Certain disciplines, such as software engineering, have not historically emphasized licensure, but that is changing. As Today’s Engineer reported early last year, “Nine states are moving legislation that will require licensure of software engineers, and it is expected that, eventually, every other U.S. state and territory will follow suit.”
What about those faculty who are mainly focused on research and development? To the extent that the R&D involves the practice of engineering (applied research and development, not the basic or fundamental research that is focused on advancing the science) and thereby can affect public health, safety, and welfare, the answer seems clear – they should be licensed or on the path to licensure.
Ideally, academia should take the lead, regulate itself, and encourage all current and new faculty members to obtain licenses. But if schools themselves fail, it would be up to professional societies and NCEES to encourage states not only to require faculty licensure but, once enacted, enforce the law.

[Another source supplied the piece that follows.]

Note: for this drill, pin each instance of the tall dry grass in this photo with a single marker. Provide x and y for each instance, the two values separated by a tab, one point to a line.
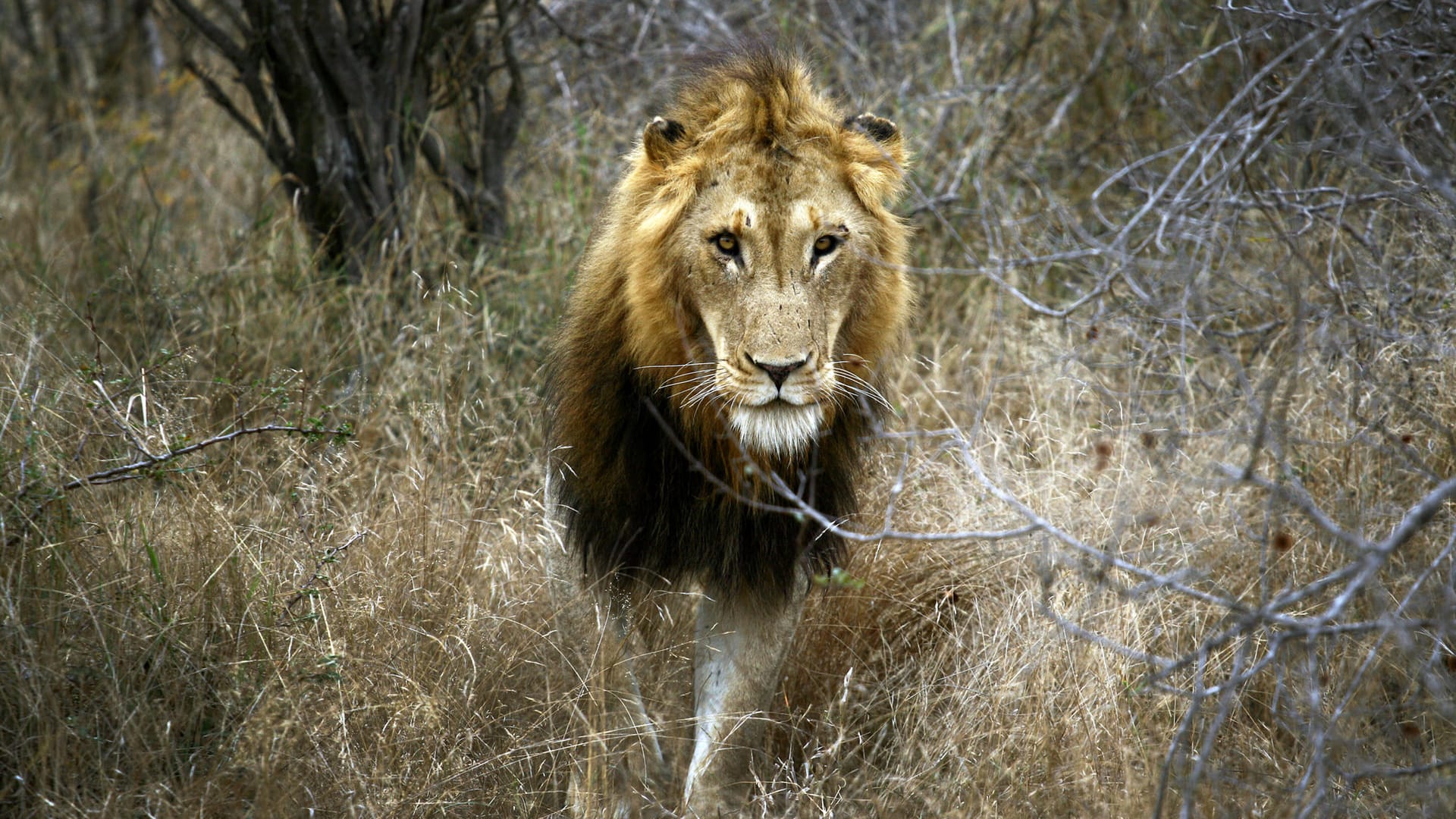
378	624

Raising the stature of engineering begins with winning the respect of the public. Americans should be assured that those preparing future engineers to be responsible for public safety are equipped to set an example. .
Rob Lang, P.E., is a former dean and professor of civil engineering at the University of Alaska Anchorage. Kirankumar Topudurti, P.E., is deputy director of the Engineer Research and Development Center-Construction Engineering Research Laboratory, U.S. Army Corps of Engineers and an adjunct faculty member at the Illinois Institute of Technology.